Für eine Reihe von Poroschenko-Anhängern hatte die Veröffentlichung der Ergebnisse einer Untersuchung, die von der internationalen Journalistengruppe „Bellingcat“ durchgeführt worden war, das Fass zum Überlaufen gebracht. Sie galt den Gründen für das Scheitern der Sonderoperation zur Festnahme von „Wagner“-Männern im vergangenen Jahr („Wagner“ ist lt. Medienberichten eine russische private Söldnerfirma, die mit Duldung Moskaus aktiv im Ausland agiert – Anmerkung der Redaktion). Am 21. November war bei einer Protestaktion im Herzen Kiews ein Ultimatum gegenüber Wladimir Selenskij gestellt worden. Mitglieder der „Widerstandsbewegung gegen eine Kapitulation“ und der Partei „Demokratische Streitaxt“ forderten vom Staatsoberhaupt, innerhalb von zehn Tagen Andrej Jermak, den sie eines Verrats verdächtigen, aus dem Amt des Leiters des Präsidenten-Office zu entlassen. Andernfalls drohen die Aktivisten unbefristete Protestaktionen an. Die gestellte Frist endet gerade am 1. Dezember. Daher sind augenscheinlich auch die Vermutungen hinsichtlich eines geplanten Staatsstreichs aufgekommen.

Bemerkenswert ist, dass noch in der vergangenen Woche Selenskij für den 1. Dezember seinen Auftritt in der Werchowna Rada mit der Jahresbotschaft über die Innen- und Außenpolitik anberaumte.

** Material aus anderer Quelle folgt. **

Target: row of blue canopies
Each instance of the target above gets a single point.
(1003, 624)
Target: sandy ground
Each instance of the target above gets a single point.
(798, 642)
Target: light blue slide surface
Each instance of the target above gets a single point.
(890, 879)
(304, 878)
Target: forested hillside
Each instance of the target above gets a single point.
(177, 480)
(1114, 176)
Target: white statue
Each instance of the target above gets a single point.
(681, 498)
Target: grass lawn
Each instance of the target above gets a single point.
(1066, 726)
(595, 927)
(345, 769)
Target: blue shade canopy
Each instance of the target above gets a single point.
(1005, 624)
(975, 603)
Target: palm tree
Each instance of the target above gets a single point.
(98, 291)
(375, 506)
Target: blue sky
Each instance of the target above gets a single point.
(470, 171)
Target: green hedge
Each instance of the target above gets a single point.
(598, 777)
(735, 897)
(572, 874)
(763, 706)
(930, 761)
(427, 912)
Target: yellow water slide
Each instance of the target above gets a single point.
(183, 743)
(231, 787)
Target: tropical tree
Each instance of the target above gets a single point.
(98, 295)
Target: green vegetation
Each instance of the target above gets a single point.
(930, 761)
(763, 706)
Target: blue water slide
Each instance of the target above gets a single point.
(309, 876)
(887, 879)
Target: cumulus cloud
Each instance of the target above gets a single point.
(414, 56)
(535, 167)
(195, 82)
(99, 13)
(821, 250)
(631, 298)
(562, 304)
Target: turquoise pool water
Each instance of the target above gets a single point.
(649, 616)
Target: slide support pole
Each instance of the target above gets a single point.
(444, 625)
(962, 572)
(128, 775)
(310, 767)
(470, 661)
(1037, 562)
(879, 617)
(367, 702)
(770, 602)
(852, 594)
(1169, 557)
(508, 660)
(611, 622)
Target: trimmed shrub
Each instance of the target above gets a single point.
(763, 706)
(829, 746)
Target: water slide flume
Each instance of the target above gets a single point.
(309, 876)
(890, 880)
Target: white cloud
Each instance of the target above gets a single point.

Zur gleichen Zeit erklärte der Führer der Radikalen Partei und Parlamentsabgeordnete vergangener Legislaturperioden Oleg Ljaschko in einem Interview des Fernsehkanals „Nasch“ („Unserer“), dass sich die Sache nicht nur auf den Auftritt des Präsidenten beschränken werde. „Ich denke, dass sie (das Selenskij-Team – „NG“) derzeit die Variante der Verhängung eines Kriegszustands im Land ab dem 1. Dezember erörtern. Denn die Menschen schicken sich an, gegen den Landesverrat zu protestieren, gegen die Wirtschafts- und internationale Politik der Herrschenden…“, sagte Ljaschko. Selenskij widersprach im Verlauf der Freitag-Pressekonferenz den Vermutungen des Anführers der Radikalen Partei. „Wozu macht er (Ljaschko – „NG“) dies? Was für einen Kriegszustand? Begreift er, was mit den Märkten passiert? Das Finanzministerium geht auf die internationalen Märkte, um Mittel zu gewinnen. Es gibt keine Gelder. Die Investoren haben Angst. Warum? Weil es „einen Kriegszustand geben wird“. Der Wert der ukrainischen Aktion fällt, weil die Medien melden: „Es gibt eine Energiekrise, es wird einen Maidan geben, es wird einen Kriegszustand geben“…“.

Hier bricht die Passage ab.